Le chef et sa compagne Coralie Viguier-Lormeau, en charge de la communication et la partie administrative de l’Esberit, nous ont reçus dans ce cadre bucolique pour nous parler de leur établissement.
D’où vous vient cette passion pour la cuisine ?
Nicolas Lormeau (N.L) : Je suis un grand gourmand, en bon épicurien, j’adore les bons produits, leur histoire et je suis fan de tout ce qu’on peut manger. Je viens d’un milieu où on a toujours beaucoup mangé, où on faisait le jardin et élevait des animaux. Depuis aussi longtemps que je m’en souvienne, j’ai toujours voulu faire ce métier. J'aime faire revivre des plats de notre enfance, faire découvrir ou redécouvrir des saveurs.
Est-ce que vous avez des souvenirs particuliers rattachés à cet univers ?
N.L : Je n’ai fait que des maisons marquantes dans mon parcours professionnel, c’est un univers hors du commun qui transforme les personnes qui y travaillent. J’ai travaillé avec des chefs très identitaires, passionnés et exigeants.
Mais bien avant cela, j’adorais quand ma mère tuait un poulet, j’ai toujours le souvenir de la sanquette qui cuit dans la poêle, arrosée de vinaigre. J’ai aussi le souvenir des cèpes à la braise que l’on mangeait avant d’aller couper du bois avec mon père, les petits oiseaux qui tournent à la broche…

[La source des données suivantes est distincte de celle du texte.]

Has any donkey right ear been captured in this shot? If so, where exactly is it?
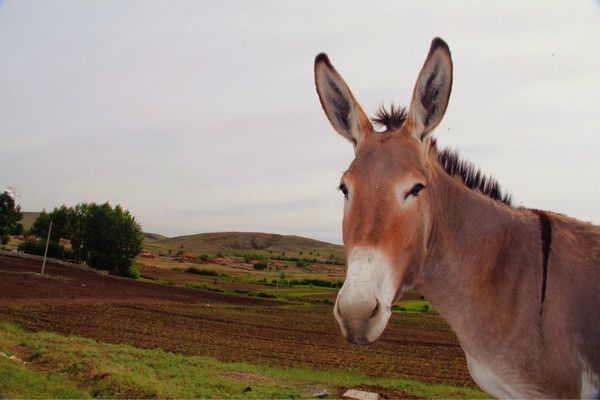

Que représente l’Esberit pour vous ?
N.L : Pour moi, l’Esberit c’est beaucoup de travail. On voulait en faire un restaurant gourmand, où les gens viennent passer un moment, et pas juste manger des plats. Il va nous falloir une année complète pour pouvoir nous roder.

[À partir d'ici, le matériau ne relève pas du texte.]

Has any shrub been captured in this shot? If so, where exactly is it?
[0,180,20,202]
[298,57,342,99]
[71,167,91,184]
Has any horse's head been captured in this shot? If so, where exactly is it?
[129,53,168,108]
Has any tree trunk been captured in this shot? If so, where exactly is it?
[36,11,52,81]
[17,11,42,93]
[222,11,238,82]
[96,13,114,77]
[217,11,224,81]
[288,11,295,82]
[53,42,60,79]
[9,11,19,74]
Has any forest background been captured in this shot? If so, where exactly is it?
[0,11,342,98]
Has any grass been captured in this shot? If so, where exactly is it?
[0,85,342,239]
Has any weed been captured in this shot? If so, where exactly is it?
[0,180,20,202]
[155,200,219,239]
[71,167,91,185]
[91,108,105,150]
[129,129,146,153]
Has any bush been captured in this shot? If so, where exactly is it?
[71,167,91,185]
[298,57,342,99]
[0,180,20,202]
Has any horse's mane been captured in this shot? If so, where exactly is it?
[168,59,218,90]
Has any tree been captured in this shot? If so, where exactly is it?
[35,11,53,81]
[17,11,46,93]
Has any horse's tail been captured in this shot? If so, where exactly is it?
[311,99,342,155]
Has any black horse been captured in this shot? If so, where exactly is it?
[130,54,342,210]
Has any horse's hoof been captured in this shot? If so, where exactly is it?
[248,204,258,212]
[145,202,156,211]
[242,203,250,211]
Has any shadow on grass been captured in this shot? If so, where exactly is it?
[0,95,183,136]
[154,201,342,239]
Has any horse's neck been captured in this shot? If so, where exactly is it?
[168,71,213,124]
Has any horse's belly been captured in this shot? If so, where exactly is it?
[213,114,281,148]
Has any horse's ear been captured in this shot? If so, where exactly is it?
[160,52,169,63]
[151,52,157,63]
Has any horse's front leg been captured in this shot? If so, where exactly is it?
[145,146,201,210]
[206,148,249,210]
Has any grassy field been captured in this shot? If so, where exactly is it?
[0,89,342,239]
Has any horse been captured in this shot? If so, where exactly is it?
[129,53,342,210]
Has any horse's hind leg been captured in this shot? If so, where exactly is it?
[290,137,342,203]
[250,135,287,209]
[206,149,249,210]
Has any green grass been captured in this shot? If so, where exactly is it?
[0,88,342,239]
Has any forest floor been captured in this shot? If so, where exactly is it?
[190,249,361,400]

On a fait plusieurs événements en invitant des chefs dans notre cuisine. À l’avenir, nous aimerions aussi organiser un marché des producteurs sur place et aménager des cours de cuisine pour les particuliers. En bref, créer un véritable lieu de vie, d’échange et de partage. Même si on a un profil de restaurant gastronomique, on veut casser les codes, être pop et fun.
Coralie Viguier-Lormeau (C.V-L) : Nous nous sommes imprégnés de l’atmosphère et de l’histoire de ce lieu. L’ancien séjour a été transformé en salle de restaurant, la cuisine de la maison a été réaménagée et les chambres sont devenues des salons. L’Idée, c’est que vous veniez manger dans une maison, comme le samedi soir.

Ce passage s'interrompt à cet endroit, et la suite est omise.